Comment 4 Mark Wielaard 2018-04-12 19:30:18 UTC
This seems to resolve the issue:

diff --git a/coregrind/m_debuginfo/readelf.c b/coregrind/m_debuginfo/readelf.c
index 70c28e629..8bd3e049c 100644
--- a/coregrind/m_debuginfo/readelf.c
+++ b/coregrind/m_debuginfo/readelf.c
@@ -1137,7 +1137,11 @@ HChar* find_buildid(DiImage* img, Bool rel_ok, Bool search_shdrs)
       ElfXX_Ehdr ehdr;
       ML_(img_get)(&ehdr, img, 0, sizeof(ehdr));
-      for (i = 0; i < ehdr.e_phnum; i++) {
+      /* Skip the phdrs when we have to search the shdrs. In separate
+         .debug files the phdrs might not be valid (they are a copy of
+         the main ELF file) and might trigger assertions when getting
+        image notes based on them. */
+      for (i = 0; !search_shdrs && i < ehdr.e_phnum; i++) {
          ElfXX_Phdr phdr;
          ML_(img_get)(&phdr, img,
                       ehdr.e_phoff + i * ehdr.e_phentsize, sizeof(phdr));

I'll report upstream and build new fedora valgrind packages.

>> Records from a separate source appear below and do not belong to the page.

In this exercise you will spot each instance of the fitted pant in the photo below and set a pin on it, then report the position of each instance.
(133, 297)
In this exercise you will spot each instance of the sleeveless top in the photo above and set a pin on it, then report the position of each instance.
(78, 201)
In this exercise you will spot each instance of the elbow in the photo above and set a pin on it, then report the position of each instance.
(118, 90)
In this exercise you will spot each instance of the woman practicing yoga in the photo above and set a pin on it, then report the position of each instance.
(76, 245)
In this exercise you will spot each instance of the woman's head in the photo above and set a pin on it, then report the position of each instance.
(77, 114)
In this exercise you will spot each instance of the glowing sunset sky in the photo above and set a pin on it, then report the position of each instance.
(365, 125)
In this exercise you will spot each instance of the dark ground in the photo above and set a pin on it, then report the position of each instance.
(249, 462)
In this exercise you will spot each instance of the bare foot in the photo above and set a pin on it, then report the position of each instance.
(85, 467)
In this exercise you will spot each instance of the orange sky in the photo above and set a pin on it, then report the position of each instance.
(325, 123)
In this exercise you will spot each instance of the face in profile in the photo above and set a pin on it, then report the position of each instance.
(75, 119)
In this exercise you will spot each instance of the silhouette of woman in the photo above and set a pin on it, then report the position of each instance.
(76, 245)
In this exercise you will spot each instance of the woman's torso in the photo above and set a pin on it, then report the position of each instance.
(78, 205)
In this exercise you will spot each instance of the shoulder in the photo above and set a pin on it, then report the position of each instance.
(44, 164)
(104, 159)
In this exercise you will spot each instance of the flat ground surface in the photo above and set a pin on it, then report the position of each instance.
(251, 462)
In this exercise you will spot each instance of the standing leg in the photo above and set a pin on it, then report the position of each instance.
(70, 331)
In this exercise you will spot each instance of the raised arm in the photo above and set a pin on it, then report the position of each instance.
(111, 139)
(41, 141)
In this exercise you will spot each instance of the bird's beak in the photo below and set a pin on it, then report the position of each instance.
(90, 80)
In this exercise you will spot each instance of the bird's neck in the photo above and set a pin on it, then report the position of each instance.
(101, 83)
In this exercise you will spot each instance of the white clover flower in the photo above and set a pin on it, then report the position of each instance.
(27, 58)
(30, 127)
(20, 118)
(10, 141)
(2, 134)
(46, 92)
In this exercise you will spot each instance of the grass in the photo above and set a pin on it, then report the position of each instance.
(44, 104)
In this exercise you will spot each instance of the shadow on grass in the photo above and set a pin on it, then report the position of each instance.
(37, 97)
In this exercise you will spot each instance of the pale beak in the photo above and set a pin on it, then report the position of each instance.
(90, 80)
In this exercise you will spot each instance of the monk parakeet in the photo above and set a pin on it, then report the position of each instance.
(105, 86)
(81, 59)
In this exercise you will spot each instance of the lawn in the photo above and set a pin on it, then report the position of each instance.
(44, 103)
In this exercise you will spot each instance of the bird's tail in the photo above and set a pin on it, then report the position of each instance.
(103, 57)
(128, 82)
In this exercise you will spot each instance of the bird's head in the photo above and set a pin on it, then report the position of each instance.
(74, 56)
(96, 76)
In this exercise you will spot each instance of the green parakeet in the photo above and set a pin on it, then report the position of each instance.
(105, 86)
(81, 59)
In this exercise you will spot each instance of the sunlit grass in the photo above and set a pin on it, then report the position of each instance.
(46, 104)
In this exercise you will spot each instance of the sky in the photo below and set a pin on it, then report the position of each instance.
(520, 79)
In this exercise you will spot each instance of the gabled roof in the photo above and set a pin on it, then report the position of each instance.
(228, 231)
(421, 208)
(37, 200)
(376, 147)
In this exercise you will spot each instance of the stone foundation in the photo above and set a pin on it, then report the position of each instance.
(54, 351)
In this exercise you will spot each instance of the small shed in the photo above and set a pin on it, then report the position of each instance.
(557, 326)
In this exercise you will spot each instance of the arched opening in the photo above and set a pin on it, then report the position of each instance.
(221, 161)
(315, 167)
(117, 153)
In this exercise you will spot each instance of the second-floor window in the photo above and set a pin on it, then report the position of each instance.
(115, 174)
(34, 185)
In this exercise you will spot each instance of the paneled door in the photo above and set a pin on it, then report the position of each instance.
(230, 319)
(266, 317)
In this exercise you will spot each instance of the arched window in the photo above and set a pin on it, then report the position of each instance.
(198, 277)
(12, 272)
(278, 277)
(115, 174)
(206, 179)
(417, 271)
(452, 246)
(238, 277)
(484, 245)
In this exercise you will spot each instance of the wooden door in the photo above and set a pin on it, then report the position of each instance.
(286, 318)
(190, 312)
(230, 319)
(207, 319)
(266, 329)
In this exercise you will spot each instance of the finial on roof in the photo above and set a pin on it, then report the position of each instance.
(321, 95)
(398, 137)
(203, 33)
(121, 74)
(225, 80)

Comment 5 Adam Jackson 2018-04-12 20:02:00 UTC
Oh very cool. Thanks for figuring it out so quickly!

Comment 6 Fedora Update System 2018-04-12 21:14:28 UTC
valgrind-3.13.0-18.fc28 has been submitted as an update to Fedora 28. https://bodhi.fedoraproject.org/updates/FEDORA-2018-6e2b5f0c1e

Comment 7 Fedora Update System 2018-04-15 02:22:37 UTC
valgrind-3.13.0-18.fc28 has been pushed to the Fedora 28 testing repository. If problems still persist, please make note of it in this bug report.
See https://fedoraproject.org/wiki/QA:Updates_Testing for
instructions on how to install test updates.
You can provide feedback for this update here: https://bodhi.fedoraproject.org/updates/FEDORA-2018-6e2b5f0c1e

Comment 8 Fedora Update System 2018-04-17 00:18:41 UTC
valgrind-3.13.0-18.fc28 has been pushed to the Fedora 28 stable repository. If problems still persist, please make note of it in this bug report.